First, it isn't complete; as I said, the locking behaviour is spread out all over the Postgres documentation. For example, that page doesn't list what locks DROP INDEX takes. To find that out, you have to go to the documentation page for that command and read it carefully. In fact, really carefully — the locking behaviour is only documented under the section about CONCURRENTLY.

The page also doesn't list what possible commands are then blocked. Locks interact in subtle (and incorrectly named!) ways that are explained in the tables on that page ("Conflicting lock modes"), so to understand if something will block something else you have to look at the two commands you are curious about and then look at how their locks interact.

gulcin_xata•4mo ago
I agree, it is not so straightforward to find out.
braiamp•4mo ago
These are database locks, which means that depending which arrives first, the later transaction has to wait till the first one finishes to complete. These locks are about SQL commands and which commands can run concurrently with the others. There's a graph here of how that looks like https://pankrat.github.io/2015/django-migrations-without-dow...

Usually for maximum performance (minimum latency, maximum throughput) you want to have operations not lock each other, unless absolutely necessary, in which case you want them to be short.

whilenot-dev•4mo ago
You make it sound like the conflict is just affecting performance and won't result in a deadlock. So it's for performance aware postgres clients/users, and not for postgres developers?
andyferris•4mo ago
It is a guide for developers using postgres as a client, who need to write systems that don't deadlock, are performant and are correct. These are the (rather sharp) tools that postgres provides for doing so (or else you can use e.g. serializable isolation and optimistic concurrency, but in my experience that has too many false positives and bail out rather eagerly, whereas these tools let you be very precise and granular).
mebcitto•4mo ago
Other relevant talks/blogs that I found really useful for understanding Postgres locks are:

* Unlocking the Postgres Lock Manager by Bruce Momjian: https://momjian.us/main/writings/pgsql/locking.pdf

* Anatomy of table-level locks by Gulcin Yildirim Jelinek: https://xata.io/blog/anatomy-of-locks

pasxizeis•4mo ago
Shameless plug: I wrote a tool[1] that executes a given migration against a test database (e.g. in your CI) and reports back what locks it acquired.

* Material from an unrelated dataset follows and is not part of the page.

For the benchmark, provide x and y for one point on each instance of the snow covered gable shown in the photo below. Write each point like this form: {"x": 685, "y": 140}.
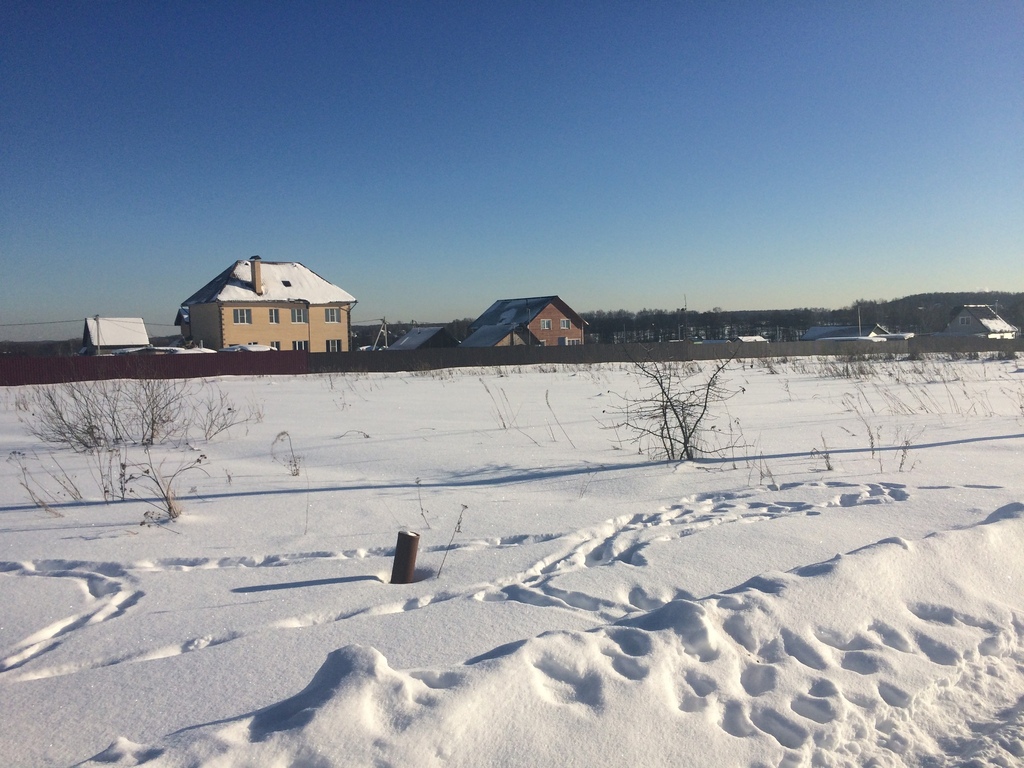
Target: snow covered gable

The rationale being to have a "lock diagnostics report" commented in your PR's migration file.

It's a prototype and has a few rough edges and missing functionality, but feedback is more than welcome.

[1] https://github.com/agis/pglockanalyze

jononor•4mo ago
Very practical! Locking is one of the things that can really bite when doing migrations.